I really enjoyed this film. It was genuinely original, though perhaps could have been a TV drama. The director/writer is clearly drawing on lived experience - and the street featured is just like the ones I knew when I lived opposite Palmers Greek, I mean Green, in north London! Many Cypriot immigrant families in north London - most Greek but also Turks, as at Wood Green.

Is is believable? Not really. These Saul on the road to Damascus do OCCASIONALLY happen in real life, but not often. Very rich people tend to stay very rich and will do anything to keep it that way! BUT it is a story and fiction, so...fine. It's fun! Nonsense but fun.

I saw the end twist coming miles off, from act one actually. So many PLANTS in the early film re the geek boy in the family playing the stock market.

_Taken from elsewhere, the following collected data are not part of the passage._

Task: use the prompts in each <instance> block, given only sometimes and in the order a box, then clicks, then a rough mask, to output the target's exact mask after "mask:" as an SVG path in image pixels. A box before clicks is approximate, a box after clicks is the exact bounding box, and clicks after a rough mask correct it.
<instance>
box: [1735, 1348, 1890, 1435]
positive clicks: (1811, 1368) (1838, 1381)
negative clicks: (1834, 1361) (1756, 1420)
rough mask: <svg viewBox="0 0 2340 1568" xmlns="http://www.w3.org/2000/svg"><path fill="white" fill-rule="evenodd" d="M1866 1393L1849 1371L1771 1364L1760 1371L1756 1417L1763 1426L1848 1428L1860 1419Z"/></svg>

SO best to see it all as a fantasy, or IMAGINERY REALITY - there are roots in the real world here, yes. Despite the morality-tale-cum-fairytale which follows.

The actor Stephen Dillane stars here with his real-life son who, to be fair, is not the spitting image of him, no more so than the daughter. All actors do well.

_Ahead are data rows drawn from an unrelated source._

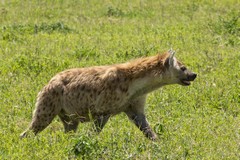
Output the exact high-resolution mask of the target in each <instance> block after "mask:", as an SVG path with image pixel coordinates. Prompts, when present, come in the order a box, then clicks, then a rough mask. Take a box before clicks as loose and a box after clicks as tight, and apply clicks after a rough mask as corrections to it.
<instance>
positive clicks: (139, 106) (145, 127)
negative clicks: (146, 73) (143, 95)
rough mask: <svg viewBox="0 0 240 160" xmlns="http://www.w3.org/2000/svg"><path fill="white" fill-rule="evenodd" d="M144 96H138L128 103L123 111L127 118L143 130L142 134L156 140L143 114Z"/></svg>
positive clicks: (149, 137)
mask: <svg viewBox="0 0 240 160" xmlns="http://www.w3.org/2000/svg"><path fill="white" fill-rule="evenodd" d="M145 100H146V97H145V96H143V97H139V98H138V99H136V100H134V101H133V102H131V103H130V105H129V107H128V109H127V110H126V111H125V113H126V114H127V116H128V118H129V119H130V120H131V121H133V122H134V124H135V125H136V126H137V127H138V128H139V129H140V130H141V131H142V132H143V134H144V135H145V136H146V137H147V138H149V139H151V140H156V139H157V136H156V134H155V133H154V132H153V131H152V129H151V127H150V125H149V124H148V121H147V119H146V116H145V114H144V105H145Z"/></svg>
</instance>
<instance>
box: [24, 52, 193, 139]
mask: <svg viewBox="0 0 240 160" xmlns="http://www.w3.org/2000/svg"><path fill="white" fill-rule="evenodd" d="M196 76H197V74H195V73H193V72H191V71H190V70H188V69H187V68H186V67H185V66H184V65H183V64H182V63H181V62H179V61H178V60H177V59H176V58H175V57H174V52H173V51H169V52H167V53H165V54H157V55H156V56H152V57H146V58H140V59H136V60H133V61H131V62H127V63H122V64H116V65H110V66H95V67H88V68H75V69H69V70H65V71H63V72H61V73H58V74H57V75H56V76H54V77H53V78H52V79H51V80H50V82H49V83H48V84H47V85H46V86H45V87H44V88H43V89H42V91H40V92H39V94H38V96H37V102H36V109H35V111H34V113H33V119H32V122H31V124H30V126H29V128H28V129H27V130H26V131H25V132H23V133H22V134H21V137H25V136H26V135H27V133H28V132H29V131H32V132H33V133H34V134H37V133H39V132H40V131H42V130H43V129H45V128H46V127H47V126H48V125H49V124H50V123H51V121H52V120H53V118H54V117H56V116H57V115H58V116H59V117H60V119H61V121H62V123H63V125H64V129H65V132H69V131H76V129H77V126H78V124H79V122H87V121H90V120H93V121H94V124H95V127H94V128H95V129H96V131H97V132H100V131H101V130H102V128H103V127H104V125H105V124H106V122H107V121H108V119H109V118H110V117H111V116H114V115H116V114H119V113H121V112H124V113H126V115H127V116H128V118H129V119H130V120H131V121H133V122H134V123H135V125H136V126H137V127H138V128H139V129H140V130H141V131H142V132H143V133H144V135H145V136H146V137H148V138H149V139H152V140H154V139H156V138H157V137H156V134H155V133H154V132H153V131H152V129H151V127H150V126H149V124H148V122H147V120H146V116H145V113H144V105H145V101H146V97H147V94H148V93H149V92H152V91H154V90H156V89H158V88H160V87H162V86H165V85H169V84H180V85H183V86H188V85H190V81H193V80H194V79H195V78H196Z"/></svg>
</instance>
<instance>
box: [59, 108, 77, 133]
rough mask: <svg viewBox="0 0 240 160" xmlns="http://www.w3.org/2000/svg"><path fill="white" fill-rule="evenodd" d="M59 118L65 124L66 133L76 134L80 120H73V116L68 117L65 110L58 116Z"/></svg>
mask: <svg viewBox="0 0 240 160" xmlns="http://www.w3.org/2000/svg"><path fill="white" fill-rule="evenodd" d="M58 116H59V118H60V119H61V121H62V123H63V126H64V131H65V133H67V132H70V131H74V132H76V130H77V127H78V124H79V120H77V119H76V120H74V118H71V115H67V114H66V113H65V112H64V111H63V110H62V111H61V112H60V113H59V114H58Z"/></svg>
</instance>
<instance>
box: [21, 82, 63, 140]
mask: <svg viewBox="0 0 240 160" xmlns="http://www.w3.org/2000/svg"><path fill="white" fill-rule="evenodd" d="M63 92H64V85H63V84H62V83H61V82H59V81H54V80H53V81H51V82H50V83H49V84H48V85H46V86H45V87H44V88H43V90H42V91H41V92H39V94H38V97H37V102H36V108H35V110H34V112H33V118H32V122H31V124H30V126H29V128H28V129H27V130H26V131H24V132H23V133H22V134H21V135H20V137H21V138H23V137H26V136H27V135H28V133H29V131H31V132H33V133H34V134H35V135H36V134H37V133H39V132H41V131H42V130H44V129H45V128H46V127H47V126H48V125H49V124H50V123H51V122H52V120H53V118H54V117H55V116H56V115H58V114H59V112H60V111H61V109H62V104H63Z"/></svg>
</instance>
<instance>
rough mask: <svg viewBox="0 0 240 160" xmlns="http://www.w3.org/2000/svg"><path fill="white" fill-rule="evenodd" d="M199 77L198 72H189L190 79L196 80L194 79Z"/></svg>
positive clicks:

The Greek-Turkish beef (or doner lamb/mutton) gets referenced. Though I do wonder how many Muslim Turks marry girls from Greek Orthodox families.... How many Muslim families are happy for daughters to marry non-Muslims? Yes, for the sons, so long as the wife converts to Islam. That is the sad reality. There is a GREAT deal of bigotry, racism and faith hate amongst London's and Britain's multicultural communities - often hidden when ethnic/faith groups are in a minority. When in a majority as in certain northern English towns and cities, then we get separate societies, ethnic and faith enclaves living by their own rules and values and not integrating into British or Western culture. Just watch the news. Any decade.

SO do not overthink this. Do not worry or fuss about the ethnic stereotypes (especially as ALL stereotypes are based on truth even if just part of it or an outdates truth - just see how white Brits are portrayed as Imperial bowler-hatted gin-swilling racist stereotype buffoons in ALL Asian and Bollywood).

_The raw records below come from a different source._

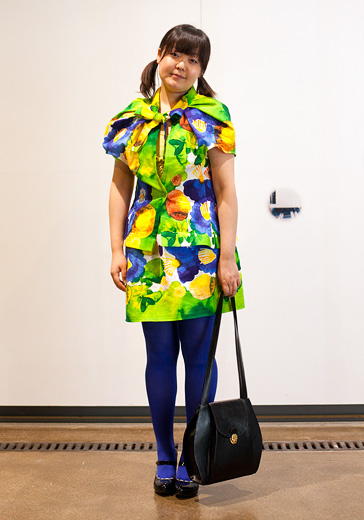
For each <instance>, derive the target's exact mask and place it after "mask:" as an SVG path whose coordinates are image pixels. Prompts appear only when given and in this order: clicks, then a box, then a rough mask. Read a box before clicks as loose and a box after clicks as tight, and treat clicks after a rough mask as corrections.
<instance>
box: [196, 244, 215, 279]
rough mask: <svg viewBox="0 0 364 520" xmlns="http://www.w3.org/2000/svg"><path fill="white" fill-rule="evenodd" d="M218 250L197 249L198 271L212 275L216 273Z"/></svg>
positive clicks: (199, 248)
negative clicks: (210, 274)
mask: <svg viewBox="0 0 364 520" xmlns="http://www.w3.org/2000/svg"><path fill="white" fill-rule="evenodd" d="M219 255H220V250H219V249H212V248H211V247H207V246H201V247H199V249H198V259H199V261H200V270H201V271H203V272H204V273H209V274H214V273H216V271H217V262H218V260H219Z"/></svg>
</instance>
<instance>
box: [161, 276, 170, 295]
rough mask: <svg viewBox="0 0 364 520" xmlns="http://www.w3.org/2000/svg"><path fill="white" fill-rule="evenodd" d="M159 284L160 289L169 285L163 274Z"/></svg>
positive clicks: (167, 286) (163, 289)
mask: <svg viewBox="0 0 364 520" xmlns="http://www.w3.org/2000/svg"><path fill="white" fill-rule="evenodd" d="M161 286H162V291H166V290H167V289H168V287H169V283H168V281H167V278H166V277H165V276H163V278H162V280H161Z"/></svg>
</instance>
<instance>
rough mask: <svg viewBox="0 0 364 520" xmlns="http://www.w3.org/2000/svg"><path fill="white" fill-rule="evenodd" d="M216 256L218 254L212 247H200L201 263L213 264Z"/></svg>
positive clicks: (200, 255)
mask: <svg viewBox="0 0 364 520" xmlns="http://www.w3.org/2000/svg"><path fill="white" fill-rule="evenodd" d="M215 258H216V255H215V253H214V252H213V251H211V249H200V250H199V252H198V259H199V260H200V262H201V264H204V265H206V264H211V262H213V261H214V260H215Z"/></svg>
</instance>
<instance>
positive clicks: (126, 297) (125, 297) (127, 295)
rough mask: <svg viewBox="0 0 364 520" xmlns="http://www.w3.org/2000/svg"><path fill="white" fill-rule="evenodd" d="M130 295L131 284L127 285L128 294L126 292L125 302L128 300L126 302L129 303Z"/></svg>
mask: <svg viewBox="0 0 364 520" xmlns="http://www.w3.org/2000/svg"><path fill="white" fill-rule="evenodd" d="M130 296H131V287H130V285H127V286H126V294H125V302H126V304H128V303H129V300H130Z"/></svg>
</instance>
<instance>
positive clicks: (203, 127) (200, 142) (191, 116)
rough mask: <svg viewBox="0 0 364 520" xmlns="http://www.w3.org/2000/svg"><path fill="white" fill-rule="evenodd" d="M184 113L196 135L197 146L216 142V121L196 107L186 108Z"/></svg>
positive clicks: (193, 131)
mask: <svg viewBox="0 0 364 520" xmlns="http://www.w3.org/2000/svg"><path fill="white" fill-rule="evenodd" d="M184 115H185V117H186V118H187V121H188V122H189V124H190V126H191V128H192V131H193V133H194V134H195V136H196V139H197V142H198V145H199V146H203V145H206V146H210V144H211V143H215V142H216V138H215V126H216V124H217V123H218V121H217V120H216V119H215V118H214V117H211V116H209V115H208V114H206V113H204V112H201V110H198V109H197V108H186V109H185V110H184Z"/></svg>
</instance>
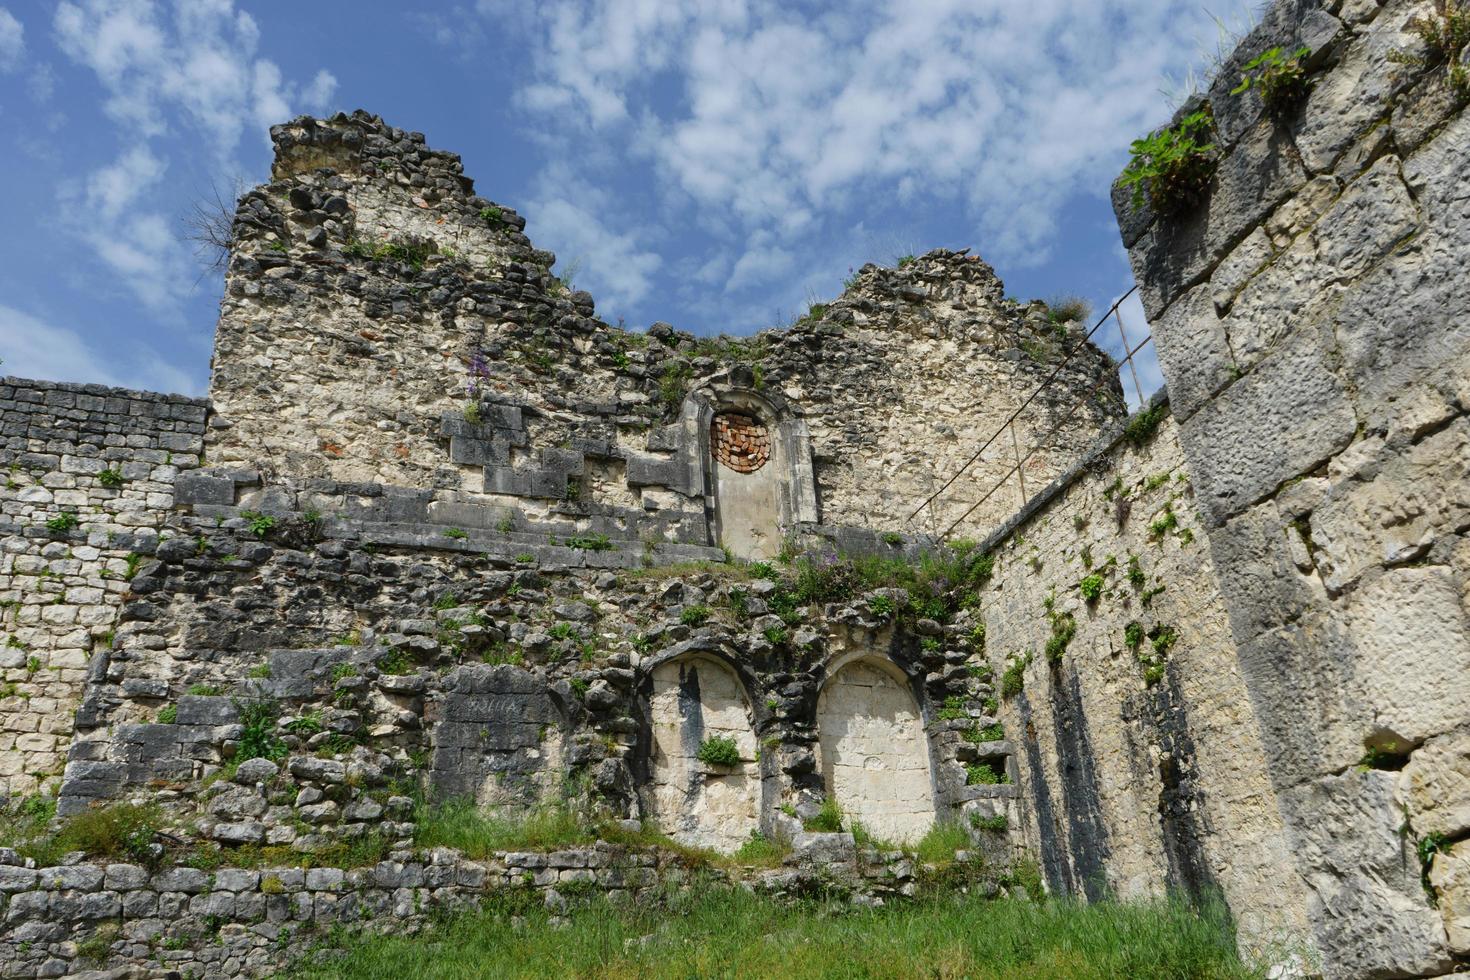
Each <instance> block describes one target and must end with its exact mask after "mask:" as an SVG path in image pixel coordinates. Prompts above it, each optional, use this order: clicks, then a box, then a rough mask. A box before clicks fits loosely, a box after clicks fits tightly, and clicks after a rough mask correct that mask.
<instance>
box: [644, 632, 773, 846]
mask: <svg viewBox="0 0 1470 980" xmlns="http://www.w3.org/2000/svg"><path fill="white" fill-rule="evenodd" d="M648 714H650V720H651V727H653V788H651V801H653V817H654V820H656V821H657V823H659V826H660V827H663V829H664V830H666V832H667V833H669V835H670V836H672V837H673V839H675V840H679V842H681V843H689V845H694V846H701V848H714V849H717V851H726V852H728V851H735V849H738V848H739V846H741V845H742V843H744V842H745V840H748V839H750V835H751V833H753V832H756V830H759V826H760V823H759V820H760V765H759V764H757V760H759V755H760V752H759V749H757V743H756V732H754V727H753V713H751V705H750V702H748V701H747V698H745V691H744V688H742V686H741V682H739V679H738V677H736V676H735V671H734V670H731V669H729V667H726V666H725V664H722V663H720V661H717V660H714V658H711V657H700V655H694V657H682V658H678V660H670V661H667V663H664V664H661V666H659V667H657V669H654V671H653V701H651V702H650V705H648ZM711 738H725V739H732V741H734V742H735V748H736V749H738V752H739V763H738V764H735V765H711V764H709V763H703V761H700V760H698V754H700V748H701V746H703V745H704V742H706V739H711Z"/></svg>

I liked the amoral financier characters - so close to reality, it is scary. Though no way did I believe the character arc and journey of the woman who was supposedly employed to work for the accountant firm. Fairytales like that just do not happen. People - male and female - in the City wallow in their amorality out of pure greed and self-interest. My lived experience, that.

I also LOVE the fact it was self-funded, so no state subsidy from BFI BBC FilmFour etc - which these days would lead to preachy woke sermons and colour-blind casting. This low budget British film mostly avoids that (except a bizarre scene of some hawker selling household goods door to door - which happens in the suburbs, though does not tend to happen when huge houses with long drives and big gates are on a street!)

The ending is eye-rollingly silly slushy (NO SPOILERS) BUT it is actually very Hollywood movie and MAMA MIA so many will love it, no doubt.

So flawed but watchable and yes, original. Reminded me a bit of another semi-autobiographical self-financed film, SIXTY-SIX (2006).

If the ending were less toe-curling it would be 4 stars. 3.5 stars rounded up.